Christmas in my house used to be a veritable sea of unspecified but nonetheless compulsory expectations that would bite us whatever we tried to do. “We don’t mind when you come, as long as you come,” would be the trap, only later to be sprung: “I can’t believe you didn’t love us enough to come during this previously unspecified and very narrow window!”

For me as a teenager, Christmas was a collection of guilt-ridden traumas where I had stepped in a trap that no-one knew was there. It was only decades later that I realised that the fault was not mine. That those traps were sometimes only set after I had stepped. That I was doomed to be the cause of conflict regardless of how carefully I aligned my footprints.

It’s not easy to appreciate Christmas when you have been meticulously trained to know that thermonuclear detonations are moments away at any given time. The detonations may be in my past, but the scars are very present.

But I know that, for some, the detonations are not in the past.
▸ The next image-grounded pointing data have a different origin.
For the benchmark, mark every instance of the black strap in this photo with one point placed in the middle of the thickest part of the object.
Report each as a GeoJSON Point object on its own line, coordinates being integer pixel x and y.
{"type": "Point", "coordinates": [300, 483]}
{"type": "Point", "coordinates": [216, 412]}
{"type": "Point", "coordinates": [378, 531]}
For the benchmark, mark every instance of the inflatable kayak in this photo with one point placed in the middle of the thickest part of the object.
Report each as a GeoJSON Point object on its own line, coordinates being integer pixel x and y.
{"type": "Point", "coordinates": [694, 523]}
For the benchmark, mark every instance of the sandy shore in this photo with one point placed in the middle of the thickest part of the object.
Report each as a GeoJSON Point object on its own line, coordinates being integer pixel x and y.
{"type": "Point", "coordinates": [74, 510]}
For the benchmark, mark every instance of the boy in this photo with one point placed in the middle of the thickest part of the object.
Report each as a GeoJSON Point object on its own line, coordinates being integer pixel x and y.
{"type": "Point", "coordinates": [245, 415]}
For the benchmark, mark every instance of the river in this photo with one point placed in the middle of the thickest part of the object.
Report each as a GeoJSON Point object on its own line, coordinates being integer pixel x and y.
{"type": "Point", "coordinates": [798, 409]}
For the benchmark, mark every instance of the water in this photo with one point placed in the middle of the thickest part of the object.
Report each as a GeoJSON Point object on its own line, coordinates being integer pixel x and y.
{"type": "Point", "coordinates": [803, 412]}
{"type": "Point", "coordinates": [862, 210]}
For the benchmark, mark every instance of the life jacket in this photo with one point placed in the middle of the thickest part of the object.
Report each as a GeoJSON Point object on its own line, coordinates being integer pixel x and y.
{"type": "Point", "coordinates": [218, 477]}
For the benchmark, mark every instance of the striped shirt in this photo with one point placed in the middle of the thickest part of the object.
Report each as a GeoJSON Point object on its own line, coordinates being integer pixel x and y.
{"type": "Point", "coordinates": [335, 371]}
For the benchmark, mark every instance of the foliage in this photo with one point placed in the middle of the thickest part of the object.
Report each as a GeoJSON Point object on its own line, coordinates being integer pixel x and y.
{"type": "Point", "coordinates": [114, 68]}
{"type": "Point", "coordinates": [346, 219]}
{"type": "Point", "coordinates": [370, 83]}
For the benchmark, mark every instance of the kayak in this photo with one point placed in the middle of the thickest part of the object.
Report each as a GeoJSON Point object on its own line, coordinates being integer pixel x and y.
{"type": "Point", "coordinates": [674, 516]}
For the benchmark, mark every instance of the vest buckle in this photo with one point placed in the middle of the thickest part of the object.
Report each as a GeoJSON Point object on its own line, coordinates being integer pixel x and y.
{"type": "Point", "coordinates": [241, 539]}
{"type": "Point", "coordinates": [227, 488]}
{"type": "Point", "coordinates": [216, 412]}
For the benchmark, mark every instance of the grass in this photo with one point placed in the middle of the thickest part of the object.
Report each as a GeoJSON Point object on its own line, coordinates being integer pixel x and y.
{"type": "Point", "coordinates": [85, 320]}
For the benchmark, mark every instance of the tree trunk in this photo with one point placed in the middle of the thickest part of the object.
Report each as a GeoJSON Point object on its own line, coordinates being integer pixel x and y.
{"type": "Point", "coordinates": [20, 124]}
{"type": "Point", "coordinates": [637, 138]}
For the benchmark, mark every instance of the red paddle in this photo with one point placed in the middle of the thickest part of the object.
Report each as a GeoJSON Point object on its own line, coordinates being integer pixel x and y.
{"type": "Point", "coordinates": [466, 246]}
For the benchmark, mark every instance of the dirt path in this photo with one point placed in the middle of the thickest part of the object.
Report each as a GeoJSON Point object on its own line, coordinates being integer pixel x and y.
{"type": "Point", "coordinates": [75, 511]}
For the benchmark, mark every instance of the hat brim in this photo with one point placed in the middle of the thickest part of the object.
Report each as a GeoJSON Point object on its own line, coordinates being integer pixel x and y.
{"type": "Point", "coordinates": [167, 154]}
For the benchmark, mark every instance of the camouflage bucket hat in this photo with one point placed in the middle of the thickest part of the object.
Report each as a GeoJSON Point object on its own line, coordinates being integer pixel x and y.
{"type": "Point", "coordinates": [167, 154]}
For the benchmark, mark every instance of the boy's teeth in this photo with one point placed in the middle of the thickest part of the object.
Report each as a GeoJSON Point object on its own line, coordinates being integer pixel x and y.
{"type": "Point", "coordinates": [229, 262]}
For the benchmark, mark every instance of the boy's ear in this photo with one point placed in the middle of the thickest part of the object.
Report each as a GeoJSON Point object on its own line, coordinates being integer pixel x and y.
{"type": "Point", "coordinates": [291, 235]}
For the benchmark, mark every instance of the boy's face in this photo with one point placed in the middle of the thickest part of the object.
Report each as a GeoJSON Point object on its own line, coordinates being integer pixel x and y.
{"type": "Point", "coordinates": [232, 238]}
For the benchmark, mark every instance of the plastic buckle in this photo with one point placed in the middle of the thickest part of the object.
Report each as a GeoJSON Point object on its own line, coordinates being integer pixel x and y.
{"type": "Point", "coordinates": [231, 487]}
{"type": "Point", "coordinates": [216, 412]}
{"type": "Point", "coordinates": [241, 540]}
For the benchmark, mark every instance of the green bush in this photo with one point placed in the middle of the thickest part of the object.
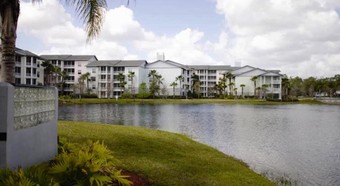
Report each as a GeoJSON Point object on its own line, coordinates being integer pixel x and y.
{"type": "Point", "coordinates": [89, 164]}
{"type": "Point", "coordinates": [32, 176]}
{"type": "Point", "coordinates": [89, 95]}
They are ever present dangers. For some, Christmas is a time of unavoidable contact with racism, with homophobia, with transphobia, with unacknowledged privilege. A time when you have to swallow or muffle your identity merely to survive.

I know it’s complicated. Sometimes it’s for the sake of Grandma, who is a sweetheart and would be devastated if we didn’t all get together… or for the kids, who love Christmas and their cousins and don’t hear the subtext…

But I want you to know one thing, and hold it tightly. You don’t owe anyone so much that you should ever have to hide yourself.

If you have to pretend to be someone else. To hide yourself away just to keep the peace. To bury your gender, your sexuality, your background, your politics, or anything else you care about, just to try to get through the day?

Maybe it’s time to create another day. They say you can’t choose your family, but you absolutely can. My family loves me unconditionally. They don’t hesitate to wield the frying pan of enlightenment when I’m being dumb, but they do it with love, and they catch me when I stumble. Some of them are related to me by blood, but many are not. I have chosen my family. They are local, interstate, and overseas, and I can trust them with my heart. Always.

It has taken me a long time to learn this, but nobody has the right to make you feel less than you are. To make you feel smaller. To deny your identity. To ask you to be someone you’re not.

You have the right – the NEED – to move on from those people, and to choose your own family. And if that means changing Christmas day, then change away, my friends.

Choose your own family, carve your own space, and be true to yourself. Life is too short for anything else.